In particular, for a random variable $X$, Markov's inequality gives that
$$
\Pr(X\geq t) = \Pr(e^{\lambda X}\geq e^{\lambda t}) \leq e^{-\lambda t}\E[e^{\lambda X}].
$$
This holds for all $\lambda>0$, so we obtain the bound
$$
\Pr(X\geq t)\leq \inf_{\lambda >0}e^{-\lambda t}\E[e^{\lambda X}] = \inf_{\lambda >0} e^{-\lambda t}M_X(\lambda),
$$
where $M_X$ is the [[MGF]] of $X$. If we place distributional assumptions on $X$ (eg bounded, [[sub-Gaussian distributions|sub-Gaussianity]]), then we can solve for the optimal value of $\lambda$. If $X = \sum_{i\leq n} X_i$ is the sum of iid observations, then $\E[e^{\lambda X}] = \prod_i \E[e^{\lambda X_i}] = n \E[e^{\lambda X_1}]$. This makes the Chernoff particularly attractive under independence assumptions, even though it is not optimal (see below).

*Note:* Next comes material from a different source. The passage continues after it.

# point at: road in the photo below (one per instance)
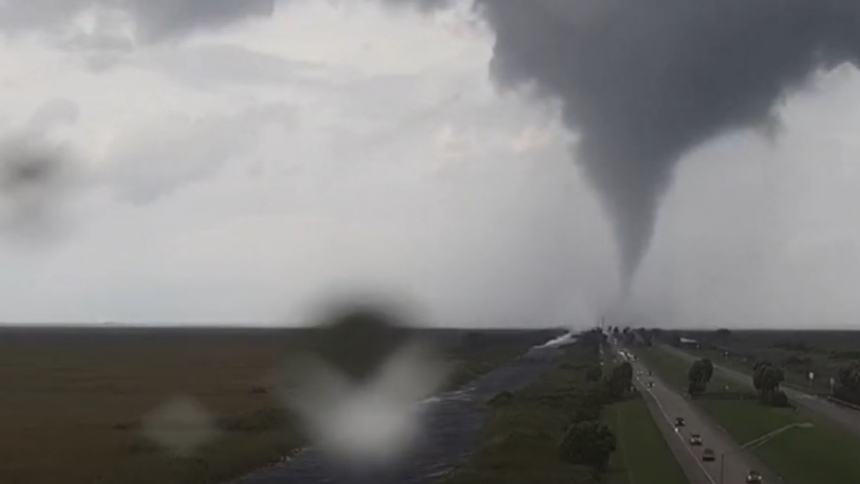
(453, 425)
(846, 418)
(666, 405)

The Chernoff method is often written in terms of the Cramer transform of $X$ (which is why it's often called the Cramer-Chernoff method), which is
$$
\psi_X^(t) = \sup_{\lambda\geq 0} (\lambda t - \psi_X(\lambda)),\quad \text{where}\quad \psi_X(\lambda) = \log \E e^{\lambda Z}.
$$
This is also often called the Fenchel-Legendre transform. This gives,
$$
\Pr(X\geq t) \leq \exp(-\psi_X^(t)),
$$
which leads us to studying and bounding the function $\psi_X^*(t)$.
The Chernoff method is very convenient hence widely deployed, but it's not optimal. We can see this in the case of [[bounded scalar concentration#Hoeffding's bound]], which is missing a factor of $1/t$ in the exponent from what we expect from the CLT. (See The missing factor in Hoeffding's inequalities by Talagrand).

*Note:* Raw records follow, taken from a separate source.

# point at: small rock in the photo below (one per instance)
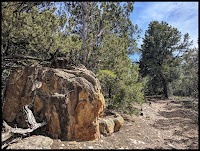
(90, 147)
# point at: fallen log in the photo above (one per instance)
(9, 131)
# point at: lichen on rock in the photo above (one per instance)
(69, 101)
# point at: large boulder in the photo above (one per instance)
(68, 100)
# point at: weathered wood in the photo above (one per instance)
(9, 131)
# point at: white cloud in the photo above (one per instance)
(181, 15)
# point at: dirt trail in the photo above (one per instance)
(165, 124)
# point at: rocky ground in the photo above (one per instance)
(163, 124)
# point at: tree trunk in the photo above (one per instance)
(84, 32)
(164, 82)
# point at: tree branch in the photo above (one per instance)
(31, 119)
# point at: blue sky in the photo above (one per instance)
(181, 15)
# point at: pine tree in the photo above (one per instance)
(161, 54)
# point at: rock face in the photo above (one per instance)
(33, 142)
(69, 100)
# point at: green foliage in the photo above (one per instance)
(187, 84)
(161, 59)
(99, 35)
(34, 33)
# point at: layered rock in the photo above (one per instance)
(33, 142)
(68, 100)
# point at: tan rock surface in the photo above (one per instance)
(70, 101)
(33, 142)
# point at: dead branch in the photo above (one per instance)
(33, 125)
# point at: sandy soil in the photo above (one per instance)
(165, 124)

More generally, the [[method of moments for concentration]] beats the Chernoff bound (when all moments exist), and the optimization approach to concentration ([[concentration via convex optimization]]) will give the tightest results if the convex program can be solved. See also [[interpolating between Markov and Chernoff]], which is tighter than the Chernoff method but also less computationally convenient.
However, the Chernoff method is optimal is one sense. If $X_1,\dots,X_n$ are iid mean zero, $S_n = \sum_i X_i$, and for all $t\geq 0$,
$$
\Pr(S_n \geq nt) \leq Q^n(t),
$$
then
$$
Q(t) \geq \inf_{\lambda \geq 0} \E[\exp(\lambda(X-t))].
$$
That is, if we have a bound which uses the product structure of the observations (hence the power of $n$ on $Q(t)$), then the Chernoff method is optimal.